Hay emociones que no llegan con buena prensa. No porque sean peligrosas, sino porque interrumpen. Interrumpen la calma esperada. La imagen correcta. La narrativa de que “todo está más o menos bien”. La rabia. La envidia. Los celos. La culpa. La tristeza que se alarga más de lo socialmente aceptable. Son emociones que suelen recibir respuestas rápidas, casi automáticas. No para entenderlas, sino para hacerlas desaparecer: «No pienses así. Eso no es para tanto. Tienes que soltarlo. Céntrate en lo positivo.» Como si sentirlas fuera un error de funcionamiento. Lo curioso es que no dejan de existir por no nombrarlas. Solo aprenden a manifestarse en silencio.
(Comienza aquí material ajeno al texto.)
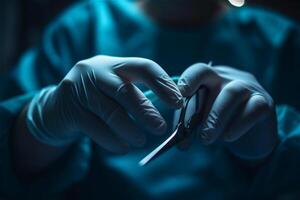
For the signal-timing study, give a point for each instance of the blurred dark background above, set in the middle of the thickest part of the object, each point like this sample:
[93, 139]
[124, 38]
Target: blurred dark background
[22, 22]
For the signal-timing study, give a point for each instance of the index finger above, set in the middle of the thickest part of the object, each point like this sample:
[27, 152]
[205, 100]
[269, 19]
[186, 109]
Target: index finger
[153, 76]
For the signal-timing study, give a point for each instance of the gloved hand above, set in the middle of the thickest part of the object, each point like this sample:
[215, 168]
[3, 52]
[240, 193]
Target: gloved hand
[235, 110]
[98, 98]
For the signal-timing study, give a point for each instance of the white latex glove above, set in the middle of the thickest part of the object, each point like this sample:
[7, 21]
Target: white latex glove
[235, 110]
[98, 98]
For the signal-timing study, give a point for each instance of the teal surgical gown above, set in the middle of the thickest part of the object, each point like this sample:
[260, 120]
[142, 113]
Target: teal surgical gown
[254, 40]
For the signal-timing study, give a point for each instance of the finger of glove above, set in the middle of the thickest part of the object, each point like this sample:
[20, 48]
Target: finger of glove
[112, 113]
[195, 76]
[255, 110]
[153, 76]
[222, 111]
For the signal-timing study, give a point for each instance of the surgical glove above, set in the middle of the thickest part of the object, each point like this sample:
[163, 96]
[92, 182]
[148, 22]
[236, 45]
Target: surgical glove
[98, 98]
[234, 109]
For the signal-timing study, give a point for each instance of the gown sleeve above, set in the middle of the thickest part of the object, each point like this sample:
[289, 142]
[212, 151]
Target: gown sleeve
[65, 42]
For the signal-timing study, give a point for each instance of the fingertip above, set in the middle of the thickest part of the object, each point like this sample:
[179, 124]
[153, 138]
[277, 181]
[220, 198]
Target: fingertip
[161, 128]
[206, 135]
[141, 141]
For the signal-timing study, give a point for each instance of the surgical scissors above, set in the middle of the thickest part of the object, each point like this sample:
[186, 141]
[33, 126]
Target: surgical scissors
[183, 130]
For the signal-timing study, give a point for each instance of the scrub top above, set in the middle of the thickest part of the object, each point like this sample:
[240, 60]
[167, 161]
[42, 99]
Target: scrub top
[250, 39]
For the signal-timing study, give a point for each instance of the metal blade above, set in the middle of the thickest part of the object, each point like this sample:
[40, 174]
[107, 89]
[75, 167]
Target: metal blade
[166, 145]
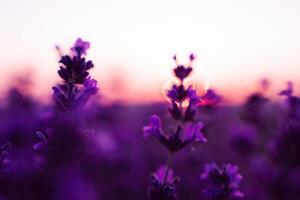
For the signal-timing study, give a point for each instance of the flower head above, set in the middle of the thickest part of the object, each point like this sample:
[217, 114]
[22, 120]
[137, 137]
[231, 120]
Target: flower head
[181, 71]
[80, 47]
[210, 98]
[74, 69]
[159, 190]
[175, 140]
[223, 182]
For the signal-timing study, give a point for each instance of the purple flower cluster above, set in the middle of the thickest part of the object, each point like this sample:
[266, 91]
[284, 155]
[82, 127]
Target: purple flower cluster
[77, 86]
[186, 132]
[163, 184]
[223, 182]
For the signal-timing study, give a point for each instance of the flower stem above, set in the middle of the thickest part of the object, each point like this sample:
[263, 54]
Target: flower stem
[169, 164]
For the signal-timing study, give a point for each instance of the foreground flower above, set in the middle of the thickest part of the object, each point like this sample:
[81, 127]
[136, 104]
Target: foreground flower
[80, 47]
[174, 141]
[223, 182]
[163, 187]
[77, 86]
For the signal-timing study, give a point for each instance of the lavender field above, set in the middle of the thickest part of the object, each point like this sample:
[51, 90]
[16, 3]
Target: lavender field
[192, 146]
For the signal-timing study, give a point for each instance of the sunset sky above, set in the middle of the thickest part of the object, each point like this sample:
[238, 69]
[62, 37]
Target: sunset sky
[236, 42]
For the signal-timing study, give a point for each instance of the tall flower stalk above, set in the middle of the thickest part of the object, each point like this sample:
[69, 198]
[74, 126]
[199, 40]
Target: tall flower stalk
[77, 86]
[185, 132]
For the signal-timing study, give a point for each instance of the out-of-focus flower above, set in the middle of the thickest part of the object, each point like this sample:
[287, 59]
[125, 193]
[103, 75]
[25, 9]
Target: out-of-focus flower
[287, 92]
[210, 98]
[174, 141]
[42, 143]
[163, 188]
[223, 182]
[80, 47]
[4, 160]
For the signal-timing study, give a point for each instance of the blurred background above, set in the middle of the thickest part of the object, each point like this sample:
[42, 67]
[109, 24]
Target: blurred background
[237, 43]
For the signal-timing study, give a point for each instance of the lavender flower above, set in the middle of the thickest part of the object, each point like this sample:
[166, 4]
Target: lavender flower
[162, 186]
[210, 98]
[223, 182]
[80, 47]
[42, 143]
[4, 160]
[181, 71]
[184, 134]
[174, 141]
[74, 69]
[78, 86]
No caen bien porque dicen algo incómodo Una emoción incómoda rara vez es arbitraria. Suele señalar un límite cruzado, una pérdida no atendida, una comparación inevitable, una herida que no tuvo espacio. No cae bien porque no encaja con lo que se espera de ti en ese momento. Porque incomoda a otros. Porque obliga a mirar algo que preferiríamos no mirar todavía. Muchas personas no dejan de sentir estas emociones. Aprenden, más bien, a sentirlas a solas. Comprender no es justificar Entender una emoción no significa darle la razón ni actuarla sin medida. Significa escuchar qué intenta decir antes de callarla. La rabia no es violencia. La envidia no te define. La culpa no siempre indica que hayas hecho algo mal. La tristeza no es una debilidad. A veces son señales legítimas en contextos que no lo son tanto. Cuando se corrigen demasiado rápido, perdemos información valiosa sobre lo que necesitamos, lo que nos duele o lo que ya no podemos sostener. El problema no es la emoción El problema suele ser no tener un lugar seguro donde dejarla existir. Sin prisa. Sin juicio. Sin la exigencia de transformarla en algo “mejor” de inmediato. Las emociones que no caen bien no piden aplauso. Piden comprensión suficiente para no convertirse en ruido interno constante. Este texto no es una invitación a quedarte atrapada en lo que duele. Es una invitación a no violentarte intentando saltártelo. Porque no todas las emociones caen bien, pero todas tienen una razón para aparecer. Aquí empezamos por escuchar.